18 Tage sind es im Durchschnitt von dem Zeitpunkt, ab dem klar ist, dass ein Mensch sterben wird, bis zu dem Tag, an dem er es tatsächlich tut. Viele Menschen leiden unter Schmerzen, der Darm wird träge, oder sie bekommen nicht mehr richtig Luft. Außerdem stehen schwere Entscheidungen an, wie zum Beispiel die Frage, ob eine Magensonde noch notwendig ist oder nicht. Daher brauchen Menschen in dieser Zeit eine besondere Betreuung. Die sollen auch Sterbende in Pflegeheimen bekommen, fordert die Deutsche Stiftung Patientenschutz.
Im Bundestag wird derzeit die Sterbehilfe diskutiert. Doch Eugen Brysch, Vorsitzender der Deutschen Stiftung Patientenschutz, geht es um ein Problem, das alle Menschen betrifft, deren Leben ein Ende nimmt. In Deutschland herrsche derzeit ein „Zwei-Klassen-Sterben“: Die jährlich rund 25.000 Menschen, die ihre letzten Tage in einem Hospiz verbringen, bekommen eine angemessene Versorgung. Aber Pflegeheime sind nicht aufs Sterben spezialisiert. Die Stiftung fordert daher dieselbe Betreuung für die jährlich rund 200.000 Menschen, die im Pflegeheim sterben.
In Pflegeheimen sollte es palliativ ausgebildetes Personal geben
Die momentane Situation skizziert der Vorsitzende wie folgt: Die Versorgung werde in vielen Pflegeheimen in Sparten unterteilt. Ein Arzt sieht mal vorbei, dann kommt mal der Pfleger, ein anderer wiederum sei für die psychosoziale Begleitung zuständig. „Wir bauen hier doch kein Auto zusammen“, sagt Brysch.

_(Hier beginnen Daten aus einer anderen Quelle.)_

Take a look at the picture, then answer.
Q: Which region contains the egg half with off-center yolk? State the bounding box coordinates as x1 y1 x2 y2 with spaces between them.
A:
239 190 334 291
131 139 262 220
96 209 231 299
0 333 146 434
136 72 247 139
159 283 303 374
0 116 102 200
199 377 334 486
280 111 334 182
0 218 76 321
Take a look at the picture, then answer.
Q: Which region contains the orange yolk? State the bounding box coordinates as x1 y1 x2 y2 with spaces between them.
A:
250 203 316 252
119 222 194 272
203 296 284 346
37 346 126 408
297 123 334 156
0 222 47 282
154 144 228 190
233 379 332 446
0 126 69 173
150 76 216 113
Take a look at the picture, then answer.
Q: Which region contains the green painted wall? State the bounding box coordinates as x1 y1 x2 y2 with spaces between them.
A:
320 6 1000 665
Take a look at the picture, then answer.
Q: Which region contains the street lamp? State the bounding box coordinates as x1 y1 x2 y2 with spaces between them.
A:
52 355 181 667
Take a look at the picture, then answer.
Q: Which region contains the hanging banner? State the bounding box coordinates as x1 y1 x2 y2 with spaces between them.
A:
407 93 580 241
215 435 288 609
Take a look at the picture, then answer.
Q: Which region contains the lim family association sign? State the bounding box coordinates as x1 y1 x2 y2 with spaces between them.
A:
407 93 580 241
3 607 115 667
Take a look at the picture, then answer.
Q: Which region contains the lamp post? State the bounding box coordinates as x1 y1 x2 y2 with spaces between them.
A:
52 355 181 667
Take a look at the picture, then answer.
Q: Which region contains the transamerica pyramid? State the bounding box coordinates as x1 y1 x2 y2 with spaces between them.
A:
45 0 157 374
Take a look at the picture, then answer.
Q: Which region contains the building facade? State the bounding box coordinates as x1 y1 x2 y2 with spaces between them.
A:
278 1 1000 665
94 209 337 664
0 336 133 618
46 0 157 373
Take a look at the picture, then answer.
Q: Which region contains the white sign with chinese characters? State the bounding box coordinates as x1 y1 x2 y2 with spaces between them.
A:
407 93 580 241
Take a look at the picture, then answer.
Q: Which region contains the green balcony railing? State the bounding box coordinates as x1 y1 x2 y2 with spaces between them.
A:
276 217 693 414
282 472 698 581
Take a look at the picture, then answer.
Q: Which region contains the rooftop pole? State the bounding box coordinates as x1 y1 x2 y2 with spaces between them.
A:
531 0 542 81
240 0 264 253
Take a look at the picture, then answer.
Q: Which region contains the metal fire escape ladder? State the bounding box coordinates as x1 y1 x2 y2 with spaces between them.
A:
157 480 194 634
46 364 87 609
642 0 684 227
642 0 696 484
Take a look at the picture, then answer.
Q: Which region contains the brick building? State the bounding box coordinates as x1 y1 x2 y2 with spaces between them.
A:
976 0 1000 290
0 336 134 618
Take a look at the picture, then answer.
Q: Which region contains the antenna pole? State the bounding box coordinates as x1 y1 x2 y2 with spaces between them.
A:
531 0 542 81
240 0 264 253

Die Idee der Stiftung: Auch in Pflegeheimen soll es palliativ ausgebildetes Personal geben. Nur ein kleiner Personenkreis soll sich um den Betroffenen kümmern, etwa 1,2 Pfleger pro Sterbendem. Zu den Aufgaben der Fachkräfte gehöre es beispielsweise auch, mit ihm zu sprechen. In Gießen sind Pflegekräfte zu diesem Thema befragt worden. Etwa ein Drittel antwortete, dass viele Menschen in ihren Heimen alleine sterben oder in ein Krankenhaus verlegt werden.
Das soll ein Ende haben. Doch die Stiftung ist sich darüber im Klaren, dass es bei dieser Forderung auch ein großes Aber gibt: das Geld. Die Pflegeheime bräuchten mehr Personal und die Pfleger wiederum bräuchten eine zusätzliche Qualifikation zur Palliativ-Kraft – das kostet. Die Stiftung hat ein Modell erarbeitet, wonach diese Änderung 728 Millionen Euro zusätzlich für die Krankenkassen bedeuten würde. Das zweite große Aber: In der Pflege-Branche fehlt der Nachwuchs. Doch Brysch hofft, dass ein zusätzliches Berufsfeld Pflegekräfte und solche, die es werden wollen, motivieren wird. Für kleine Pflegeheime mit weniger als 25 Betten sieht das Modell eine extra Lösung vor. Sobald dort ein Arzt feststellt, dass der Tod eintreten wird, sollen die Patienten die Möglichkeit haben, in ein stationäres Hospiz zu wechseln.
Diskussion zum "Zwei-Klassen-Sterben"
Gesundheitsminister Hermann Gröhe (CDU) liegt das Modell vor. Die aktuellen Beratungen der Bundesregierung zum Hospiz- und Palliativgesetz bieten Brysch zufolge die beste Chance, jetzt „Nägel mit Köpfen zu machen“. Laut Stiftung sind vorerst nur kleine Schritte zu erwarten. Doch man werde die Diskussion zum Zwei-Klassen-Sterben auch weiterhin lebendig halten.